Peut-être Blair espérait-il que le scandale serait atténué par le bruit des bombardements commencés la veille en Afghanistan. Mais il n'en a rien été. Au contraire, on a assisté à une levée de boucliers de la part des milieux d'affaires, relayée par une grande partie de la presse, accusant Blair de vouloir "renationaliser Railtrack par la bande". On a même pu voir le PDG de Railtrack se proclamer le champion des intérêts des petits actionnaires et des employés de la compagnie face au gouvernement - ce qui n'a pas manqué de provoquer une certaine hilarité parmi les salariés de Railtrack qui, eux, n'ont pas oublié les réductions d'effectifs et de salaires que ledit PDG leur a imposées.

Il faut dire que ces milieux d'affaires qui, depuis 1996, ont fait leurs choux gras de Railtrack et des autres compagnies privatisées de chemin de fer, grâce aux subventions de l'Etat, ont bien peu la reconnaissance du ventre.

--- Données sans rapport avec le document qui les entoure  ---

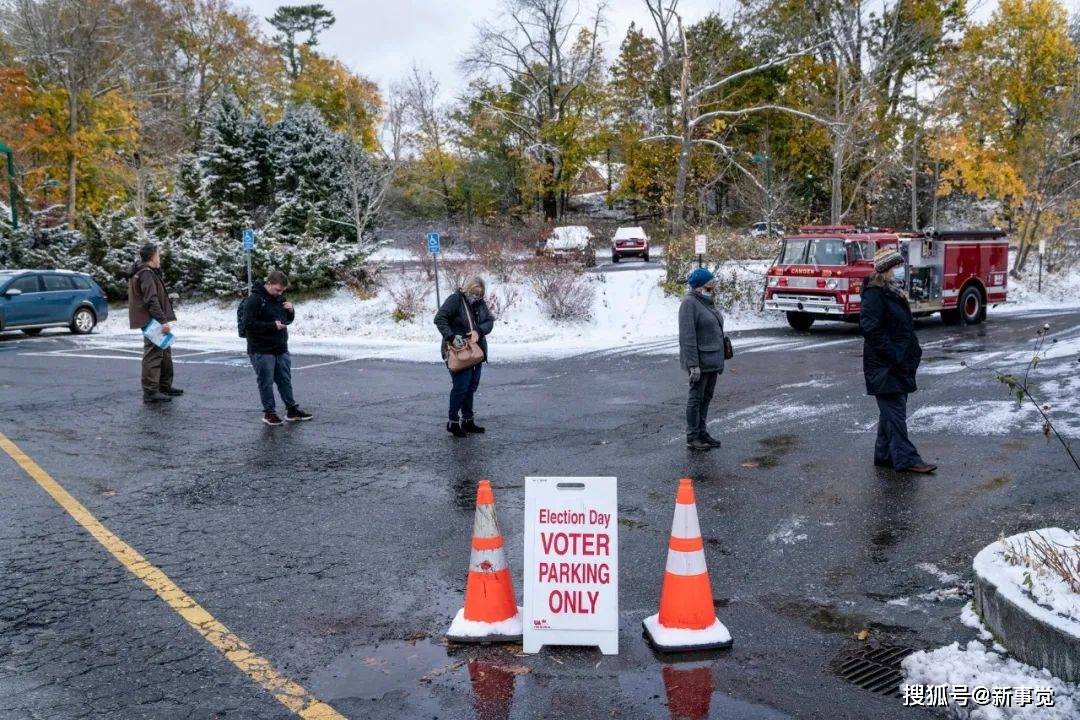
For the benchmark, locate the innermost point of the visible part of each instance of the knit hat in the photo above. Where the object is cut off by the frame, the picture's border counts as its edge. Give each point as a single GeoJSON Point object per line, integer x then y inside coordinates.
{"type": "Point", "coordinates": [699, 277]}
{"type": "Point", "coordinates": [887, 257]}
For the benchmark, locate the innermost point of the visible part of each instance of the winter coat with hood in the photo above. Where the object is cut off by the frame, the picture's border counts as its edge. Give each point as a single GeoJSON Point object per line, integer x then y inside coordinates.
{"type": "Point", "coordinates": [261, 310]}
{"type": "Point", "coordinates": [147, 298]}
{"type": "Point", "coordinates": [451, 320]}
{"type": "Point", "coordinates": [700, 334]}
{"type": "Point", "coordinates": [891, 351]}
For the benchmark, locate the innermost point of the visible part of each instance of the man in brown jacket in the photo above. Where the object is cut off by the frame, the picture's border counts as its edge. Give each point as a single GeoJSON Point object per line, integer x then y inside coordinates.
{"type": "Point", "coordinates": [147, 300]}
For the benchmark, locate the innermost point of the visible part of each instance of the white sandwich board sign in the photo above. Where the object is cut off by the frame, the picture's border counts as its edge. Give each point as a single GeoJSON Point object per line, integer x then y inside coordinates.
{"type": "Point", "coordinates": [571, 562]}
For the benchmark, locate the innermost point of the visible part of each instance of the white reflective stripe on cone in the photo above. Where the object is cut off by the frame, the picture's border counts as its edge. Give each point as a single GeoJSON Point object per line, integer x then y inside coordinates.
{"type": "Point", "coordinates": [484, 522]}
{"type": "Point", "coordinates": [685, 526]}
{"type": "Point", "coordinates": [487, 560]}
{"type": "Point", "coordinates": [686, 564]}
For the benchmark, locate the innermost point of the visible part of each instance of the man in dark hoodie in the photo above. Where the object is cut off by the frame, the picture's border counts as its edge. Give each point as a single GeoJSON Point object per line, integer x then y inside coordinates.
{"type": "Point", "coordinates": [147, 300]}
{"type": "Point", "coordinates": [266, 316]}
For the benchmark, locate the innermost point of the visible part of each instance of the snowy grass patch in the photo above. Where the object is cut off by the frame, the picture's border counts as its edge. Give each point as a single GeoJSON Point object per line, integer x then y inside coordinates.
{"type": "Point", "coordinates": [1040, 567]}
{"type": "Point", "coordinates": [973, 665]}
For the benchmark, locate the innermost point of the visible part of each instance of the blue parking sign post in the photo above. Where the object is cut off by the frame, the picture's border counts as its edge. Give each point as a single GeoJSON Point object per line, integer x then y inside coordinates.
{"type": "Point", "coordinates": [434, 246]}
{"type": "Point", "coordinates": [248, 246]}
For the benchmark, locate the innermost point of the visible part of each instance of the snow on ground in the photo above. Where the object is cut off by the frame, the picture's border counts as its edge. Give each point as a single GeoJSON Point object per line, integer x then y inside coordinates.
{"type": "Point", "coordinates": [1043, 595]}
{"type": "Point", "coordinates": [974, 665]}
{"type": "Point", "coordinates": [1055, 602]}
{"type": "Point", "coordinates": [630, 313]}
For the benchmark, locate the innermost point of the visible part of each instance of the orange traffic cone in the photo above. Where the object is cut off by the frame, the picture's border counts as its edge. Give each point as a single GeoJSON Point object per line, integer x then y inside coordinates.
{"type": "Point", "coordinates": [686, 620]}
{"type": "Point", "coordinates": [490, 613]}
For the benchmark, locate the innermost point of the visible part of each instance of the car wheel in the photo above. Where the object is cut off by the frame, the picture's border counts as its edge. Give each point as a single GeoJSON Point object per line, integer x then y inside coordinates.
{"type": "Point", "coordinates": [799, 321]}
{"type": "Point", "coordinates": [971, 306]}
{"type": "Point", "coordinates": [83, 321]}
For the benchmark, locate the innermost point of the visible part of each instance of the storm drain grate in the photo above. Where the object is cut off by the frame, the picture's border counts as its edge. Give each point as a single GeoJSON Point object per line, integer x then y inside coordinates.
{"type": "Point", "coordinates": [876, 669]}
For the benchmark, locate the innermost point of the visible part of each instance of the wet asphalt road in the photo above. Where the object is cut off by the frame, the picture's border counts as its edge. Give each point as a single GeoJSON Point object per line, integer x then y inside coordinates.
{"type": "Point", "coordinates": [338, 548]}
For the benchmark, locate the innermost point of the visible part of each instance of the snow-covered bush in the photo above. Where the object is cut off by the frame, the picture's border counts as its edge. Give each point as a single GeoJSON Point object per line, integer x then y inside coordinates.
{"type": "Point", "coordinates": [564, 293]}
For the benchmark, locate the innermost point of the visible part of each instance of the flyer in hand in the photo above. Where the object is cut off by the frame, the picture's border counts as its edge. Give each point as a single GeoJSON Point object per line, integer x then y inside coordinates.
{"type": "Point", "coordinates": [154, 334]}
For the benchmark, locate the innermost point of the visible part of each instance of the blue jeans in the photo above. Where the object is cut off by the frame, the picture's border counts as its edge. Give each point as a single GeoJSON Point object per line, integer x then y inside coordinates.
{"type": "Point", "coordinates": [893, 446]}
{"type": "Point", "coordinates": [462, 391]}
{"type": "Point", "coordinates": [271, 370]}
{"type": "Point", "coordinates": [697, 405]}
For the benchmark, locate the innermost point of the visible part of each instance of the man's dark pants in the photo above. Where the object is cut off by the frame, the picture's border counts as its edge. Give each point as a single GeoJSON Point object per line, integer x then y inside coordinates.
{"type": "Point", "coordinates": [272, 370]}
{"type": "Point", "coordinates": [464, 386]}
{"type": "Point", "coordinates": [893, 446]}
{"type": "Point", "coordinates": [697, 405]}
{"type": "Point", "coordinates": [157, 368]}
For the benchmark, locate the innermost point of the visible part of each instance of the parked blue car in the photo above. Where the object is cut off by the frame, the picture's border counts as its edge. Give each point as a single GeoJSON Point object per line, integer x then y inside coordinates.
{"type": "Point", "coordinates": [31, 300]}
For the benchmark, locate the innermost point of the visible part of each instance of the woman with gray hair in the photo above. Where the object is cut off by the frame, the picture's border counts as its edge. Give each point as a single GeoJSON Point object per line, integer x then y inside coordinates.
{"type": "Point", "coordinates": [464, 318]}
{"type": "Point", "coordinates": [891, 355]}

D'autant que, si le gouvernement travailliste est intervenu ainsi en catastrophe, c'est avant tout pour venir en aide aux créanciers - banques et autres institutions financières - à qui Railtrack doit la coquette somme de 36 milliards de francs.

Depuis le scandale causé par le déraillement de Hatfield et ce qu'il avait révélé sur la négligence criminelle des dirigeants de Railtrack, c'est l'Etat qui a payé l'essentiel de la facture de réparation des voies. Des milliards de francs ont ainsi été engloutis dans des travaux improvisés pour faire face aux problèmes de sécurité les plus urgents, alors qu'il aurait fallu un véritable plan de rénovation à l'échelle nationale pour compenser toutes les années de sous-investissement dans les chemins de fer. Et, évidemment, le propre de ce type d'improvisation est de dépasser les coûts et les délais prévus, d'autant plus facilement que les travaux sont confiés à une myriade de sous-traitants privés, pour qui il s'agit avant tout de faire le maximum de profits aux dépens des finances publiques.

C'est ainsi que, malgré les subventions exceptionnelles de l'Etat, les caisses de Railtrack se sont rapidement trouvées vides. D'autant plus vite d'ailleurs que ses dirigeants n'ont pas oublié les intérêts de leurs actionnaires, en leur versant malgré tout 1,6 milliard de francs de dividendes il y a quelques mois, dont près d'un tiers sont allés à ses deux actionnaires principaux - le fonds de placement américain Fidelity et la compagnie d'assurances britannique Standard Life.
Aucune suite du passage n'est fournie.